On Fire İle İlgili Cümleler İngilizce Cümle İçinde Kullanımı
On Fire
On fire, Türkçe karşılığıyla “yanmakta olan, ateşli, tutuşmuş” anlamına gelir. İşte on fire kelimesinin örnek cümlelerle kullanımı:
- My kitchen is on fire! We need to call the fire department. (Mutfakta yangın var! İtfaiyeyi aramamız gerekiyor.)
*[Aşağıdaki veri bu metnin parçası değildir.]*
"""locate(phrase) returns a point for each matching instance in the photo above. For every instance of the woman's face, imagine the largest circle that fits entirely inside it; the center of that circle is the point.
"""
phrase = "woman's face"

- The crowd was on fire during the concert. (Konser sırasında kalabalık ateşliydi.)
- The new company is on fire with its innovative ideas. (Yeni şirket yenilikçi fikirleriyle ateşli bir şekilde ilerliyor.)
- He was on fire during the game, scoring three goals. (Maç sırasında üç gol atan, ateşliydi.)
- The city was on fire during the riots. (Ayaklanma sırasında şehir alev alev yanıyordu.)
- The building was on fire and everyone had to evacuate. (Bina yanıyordu ve herkes tahliye edilmek zorundaydı.)
- The dance floor was on fire with people dancing to the music. (Dans pisti, insanların müziğe dans ederek ateşlendiği bir yerdi.)
- The athlete was on fire, breaking the world record. (Sporcu ateşliydi ve dünya rekorunu kırdı.)
- The oven was left on and the food caught on fire. (Fırın açık bırakıldı ve yemek tutuştu.)
- The sunset sky was on fire with vibrant colors. (Günbatımı gökyüzü canlı renklerle yanıyordu.)
- The forest was on fire and firefighters were trying to control it. (Orman yanıyordu ve itfaiyeciler kontrol altına almaya çalışıyordu.)
- The singer’s performance was on fire, leaving the audience in awe. (Şarkıcının performansı ateşliydi ve seyirciyi hayran bıraktı.)
- The engine of the car was on fire and we had to pull over. (Arabanın motoru yanıyordu ve kenara çekmek zorunda kaldık.)
- The fireworks lit up the sky and it looked like it was on fire. (Havai fişekler gökyüzünü aydınlatıyordu ve adeta yanıyormuş gibi görünüyordu.)
- The painting was on fire with bright colors and bold strokes. (Tablo canlı renklerle ve cesur vuruşlarla ateşliydi.)
- The athlete was on fire, finishing the race in record time. (Sporcu ateşliydi ve yarışı rekor sürede bitirdi.)
- The chili was on fire, causing everyone to reach for their water glasses. (Biber baharatı ateşliydi ve herkes su bardaklarına uzandı.)
- The volcano was on fire, spewing lava and ash into the air. (Volkan yanıyordu ve lav ve küller havaya fışkırıyordu.)
- The singer’s voice was on fire, hitting every note perfectly. (Şarkıcının sesi ateşli
- The competition was on fire, with both teams giving their all to win. (Yarışma ateşliydi ve her iki takım da kazanmak için ellerinden geleni yapıyordu.)